- Associated Press - Monday, May 26, 2014

JACKSON, Wyo. (AP) - Federal biologists will begin trapping and tagging grizzly bears in Grand Teton National Park this coming week.

The effort by the Interagency Grizzly Bear Study Team is aimed at keeping tabs on the Greater Yellowstone Ecosystem’s grizzlies.

“Monitoring of grizzly bear distribution, as well as their food selection and other activities, is vital to recovery of grizzlies across the Greater Yellowstone Ecosystem,” a statement from the study team said.

The grizzly trapping in the Tetons will continue until mid-October.

All trapping operations are located in the backcountry and away from hiking trails and campsites. The precise locations where the study team sets its traps are not publicized.



“They don’t give that information out, partly because they don’t want people flocking to their sites,” Grand Teton park spokeswoman Jackie Skaggs told the Jackson Hole News & Guide (https://bit.ly/S180AM ). “They’ve had interferences before.”

In the Greater Yellowstone area, there have been incidents related to the release of recently-trapped grizzly bears.

In June 2010, a 70-year-old botanist was mauled and killed by a grizzly that hours before had been caught, tranquilized, collared and released by study team researchers near the East Gate of Yellowstone National Park. Two years later, a U.S. District Court judge ruled in favor of the government in acquitting the study team in a wrongful death suit.
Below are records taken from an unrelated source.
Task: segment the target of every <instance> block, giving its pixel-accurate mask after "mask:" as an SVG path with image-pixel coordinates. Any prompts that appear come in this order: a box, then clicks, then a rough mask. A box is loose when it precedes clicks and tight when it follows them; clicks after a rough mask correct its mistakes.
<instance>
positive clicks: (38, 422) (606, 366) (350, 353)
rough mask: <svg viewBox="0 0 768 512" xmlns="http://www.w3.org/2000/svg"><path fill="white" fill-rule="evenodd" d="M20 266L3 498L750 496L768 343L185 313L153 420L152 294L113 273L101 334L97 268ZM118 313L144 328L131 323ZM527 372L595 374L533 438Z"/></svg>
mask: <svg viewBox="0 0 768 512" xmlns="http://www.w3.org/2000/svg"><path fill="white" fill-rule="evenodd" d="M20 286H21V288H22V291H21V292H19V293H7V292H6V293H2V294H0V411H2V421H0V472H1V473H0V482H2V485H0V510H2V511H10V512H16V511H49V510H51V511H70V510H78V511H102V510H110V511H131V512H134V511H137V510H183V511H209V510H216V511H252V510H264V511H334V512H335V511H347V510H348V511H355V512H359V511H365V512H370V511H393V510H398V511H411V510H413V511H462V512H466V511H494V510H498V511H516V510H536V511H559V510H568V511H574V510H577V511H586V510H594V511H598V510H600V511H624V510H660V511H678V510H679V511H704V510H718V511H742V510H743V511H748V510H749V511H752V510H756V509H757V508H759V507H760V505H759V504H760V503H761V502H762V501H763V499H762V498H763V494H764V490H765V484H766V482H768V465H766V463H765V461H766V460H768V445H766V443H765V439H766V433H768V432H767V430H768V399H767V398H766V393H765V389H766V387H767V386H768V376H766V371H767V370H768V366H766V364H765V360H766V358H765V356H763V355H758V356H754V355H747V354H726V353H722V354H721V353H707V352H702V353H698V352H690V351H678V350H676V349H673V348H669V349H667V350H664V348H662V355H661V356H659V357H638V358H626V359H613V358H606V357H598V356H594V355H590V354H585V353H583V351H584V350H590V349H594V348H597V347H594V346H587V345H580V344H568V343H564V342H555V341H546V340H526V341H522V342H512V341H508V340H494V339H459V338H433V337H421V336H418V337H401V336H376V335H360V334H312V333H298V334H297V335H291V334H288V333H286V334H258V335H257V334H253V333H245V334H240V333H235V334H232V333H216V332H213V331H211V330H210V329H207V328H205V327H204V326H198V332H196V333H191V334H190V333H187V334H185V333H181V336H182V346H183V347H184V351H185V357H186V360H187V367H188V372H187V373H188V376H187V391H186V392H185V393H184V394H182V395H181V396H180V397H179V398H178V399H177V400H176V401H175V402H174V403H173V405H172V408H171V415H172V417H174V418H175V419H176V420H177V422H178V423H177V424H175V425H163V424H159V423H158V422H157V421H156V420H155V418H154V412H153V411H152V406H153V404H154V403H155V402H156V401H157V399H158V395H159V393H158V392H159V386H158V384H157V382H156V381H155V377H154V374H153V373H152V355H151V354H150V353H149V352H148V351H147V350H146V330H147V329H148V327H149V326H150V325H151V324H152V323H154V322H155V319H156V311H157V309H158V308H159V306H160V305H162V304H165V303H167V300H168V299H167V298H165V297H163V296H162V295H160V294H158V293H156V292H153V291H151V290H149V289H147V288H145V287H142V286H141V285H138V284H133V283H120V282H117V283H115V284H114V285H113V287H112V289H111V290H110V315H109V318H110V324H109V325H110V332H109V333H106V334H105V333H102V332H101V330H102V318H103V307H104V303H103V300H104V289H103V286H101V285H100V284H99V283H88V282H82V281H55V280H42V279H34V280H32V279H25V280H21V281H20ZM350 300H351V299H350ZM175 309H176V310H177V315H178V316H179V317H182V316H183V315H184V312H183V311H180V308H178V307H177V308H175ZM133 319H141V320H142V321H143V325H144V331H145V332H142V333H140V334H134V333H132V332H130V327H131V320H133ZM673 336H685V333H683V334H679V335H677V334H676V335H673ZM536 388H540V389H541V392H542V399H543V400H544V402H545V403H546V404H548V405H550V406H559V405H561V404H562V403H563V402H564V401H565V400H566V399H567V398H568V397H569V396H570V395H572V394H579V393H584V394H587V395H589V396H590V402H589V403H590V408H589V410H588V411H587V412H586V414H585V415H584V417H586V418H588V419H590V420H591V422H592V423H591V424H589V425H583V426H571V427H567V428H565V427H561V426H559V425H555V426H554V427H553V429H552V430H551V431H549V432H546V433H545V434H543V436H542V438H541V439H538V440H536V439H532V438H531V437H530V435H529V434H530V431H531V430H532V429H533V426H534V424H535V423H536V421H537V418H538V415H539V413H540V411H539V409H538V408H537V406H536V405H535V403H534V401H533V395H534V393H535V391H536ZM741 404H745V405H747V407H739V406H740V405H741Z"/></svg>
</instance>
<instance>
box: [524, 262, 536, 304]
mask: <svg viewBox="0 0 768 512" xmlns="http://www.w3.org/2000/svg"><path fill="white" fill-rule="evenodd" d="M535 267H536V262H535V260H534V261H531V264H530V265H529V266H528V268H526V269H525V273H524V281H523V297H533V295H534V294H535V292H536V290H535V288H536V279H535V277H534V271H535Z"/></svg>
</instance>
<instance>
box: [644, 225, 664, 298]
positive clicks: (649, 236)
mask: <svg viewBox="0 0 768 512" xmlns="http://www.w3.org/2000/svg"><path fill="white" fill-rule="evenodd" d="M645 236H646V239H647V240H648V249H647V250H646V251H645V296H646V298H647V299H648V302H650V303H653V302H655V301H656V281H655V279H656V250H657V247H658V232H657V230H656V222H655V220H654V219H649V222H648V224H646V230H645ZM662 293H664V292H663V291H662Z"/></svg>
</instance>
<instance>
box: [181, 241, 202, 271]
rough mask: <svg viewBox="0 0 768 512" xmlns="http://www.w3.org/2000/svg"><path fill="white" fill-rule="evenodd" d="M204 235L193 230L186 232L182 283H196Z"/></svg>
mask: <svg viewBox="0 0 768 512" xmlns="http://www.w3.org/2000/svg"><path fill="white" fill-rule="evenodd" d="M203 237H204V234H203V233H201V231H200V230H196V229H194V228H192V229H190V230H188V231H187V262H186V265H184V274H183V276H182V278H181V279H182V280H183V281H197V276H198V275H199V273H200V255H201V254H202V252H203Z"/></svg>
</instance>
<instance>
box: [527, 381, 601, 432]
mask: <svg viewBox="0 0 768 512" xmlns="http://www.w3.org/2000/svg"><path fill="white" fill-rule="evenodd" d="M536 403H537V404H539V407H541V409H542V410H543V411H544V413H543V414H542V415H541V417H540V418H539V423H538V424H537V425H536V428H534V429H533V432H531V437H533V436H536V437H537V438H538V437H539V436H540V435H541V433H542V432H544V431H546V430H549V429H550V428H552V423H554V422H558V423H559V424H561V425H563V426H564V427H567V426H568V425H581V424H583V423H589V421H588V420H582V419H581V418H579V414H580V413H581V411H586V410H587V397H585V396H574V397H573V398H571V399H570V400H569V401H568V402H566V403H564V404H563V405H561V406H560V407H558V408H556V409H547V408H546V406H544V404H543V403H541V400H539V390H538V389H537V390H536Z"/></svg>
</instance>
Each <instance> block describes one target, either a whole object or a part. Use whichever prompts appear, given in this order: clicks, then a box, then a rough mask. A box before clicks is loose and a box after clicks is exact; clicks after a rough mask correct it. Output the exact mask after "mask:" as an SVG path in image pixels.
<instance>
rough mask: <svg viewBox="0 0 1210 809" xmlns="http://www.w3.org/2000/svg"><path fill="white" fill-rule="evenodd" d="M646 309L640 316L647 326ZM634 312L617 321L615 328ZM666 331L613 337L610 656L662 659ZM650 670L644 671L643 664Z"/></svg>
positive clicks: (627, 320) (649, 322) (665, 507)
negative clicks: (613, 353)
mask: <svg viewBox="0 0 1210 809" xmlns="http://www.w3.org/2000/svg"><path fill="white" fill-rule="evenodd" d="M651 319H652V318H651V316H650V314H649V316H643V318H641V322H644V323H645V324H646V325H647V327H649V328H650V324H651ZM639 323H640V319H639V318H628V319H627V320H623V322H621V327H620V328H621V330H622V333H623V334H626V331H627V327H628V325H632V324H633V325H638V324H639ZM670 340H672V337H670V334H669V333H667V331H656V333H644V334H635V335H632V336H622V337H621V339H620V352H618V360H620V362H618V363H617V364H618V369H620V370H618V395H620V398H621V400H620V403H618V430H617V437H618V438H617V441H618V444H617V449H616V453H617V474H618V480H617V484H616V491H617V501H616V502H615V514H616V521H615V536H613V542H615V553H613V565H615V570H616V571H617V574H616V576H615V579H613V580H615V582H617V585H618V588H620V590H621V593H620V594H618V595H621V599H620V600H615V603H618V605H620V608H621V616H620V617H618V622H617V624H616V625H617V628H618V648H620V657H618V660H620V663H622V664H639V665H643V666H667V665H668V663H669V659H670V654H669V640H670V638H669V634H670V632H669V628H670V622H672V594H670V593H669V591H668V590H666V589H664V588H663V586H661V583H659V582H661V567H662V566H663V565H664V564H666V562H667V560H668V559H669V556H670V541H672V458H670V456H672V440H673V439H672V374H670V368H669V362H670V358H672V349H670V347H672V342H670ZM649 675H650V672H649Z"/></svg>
In part because of the incident, the study team has made changes to its protocol for marking grizzly trapping areas.

“All sites will be posted with bright-colored warning signs around the closure perimeter,” the study team’s statement said. “Potential access points will also be posted with warning signs.”

“All backcountry users who come upon any of these posted areas must obey the warnings and stay out of the closure area,” the statement said. “It is critical that all members of the public respect these warning signs.”

Skaggs said grizzly bears were last targeted in Grand Teton park either two or three years ago.